Seperti dilansir Reuters, Selasa (27/8), parlemen Inggris menyatakan sedang mempersiapkan strategi untuk melawan Johnson menjelang keputusan Brexit. Mereka akan kembali berkegiatan setelah jeda libur musim panas pada pekan depan.
"Para perwakilan yang hadir sepakat terhadap desakan pentingnya untuk mencari cara mencegah Brexit tanpa kesepakatan secara bersama-sama, termasuk kemungkinan untuk meloloskan aturan baru atau menyatakan tidak percaya terhadap pemerintah," demikian isi pernyataan bersama kelompok oposisi Inggris.

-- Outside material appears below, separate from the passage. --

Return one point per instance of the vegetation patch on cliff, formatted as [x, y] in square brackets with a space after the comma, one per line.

Jika hal ini terjadi, dikhawatirkan proses pembahasan Brexit yang menemui jalan buntu seperti di era mantan perdana menteri Theresa May bisa terulang. Saat itu May dan parlemen sama sekali tidak menemukan solusi, hingga akhirnya politikus Partai Konservatif itu mengundurkan diri dari jabatannya.
"Kita akan tetap meninggalkan Uni Eropa pada 31 Oktober, karena itu adalah pilihan rakyat," kata Johnson.
Sejak resmi menjabat sebagai PM Inggris, Johnson juga enggan berdiskusi dengan pemimpin Uni Eropa terkait negosiasi Brexit sampai blok tersebut mau melakukan perundingan ulang.
Keengganan Johnson itu memperkuat kemungkinan Inggris akan keluar dari Uni Eropa tanpa kesepakatan apa pun. (ayp/ayp)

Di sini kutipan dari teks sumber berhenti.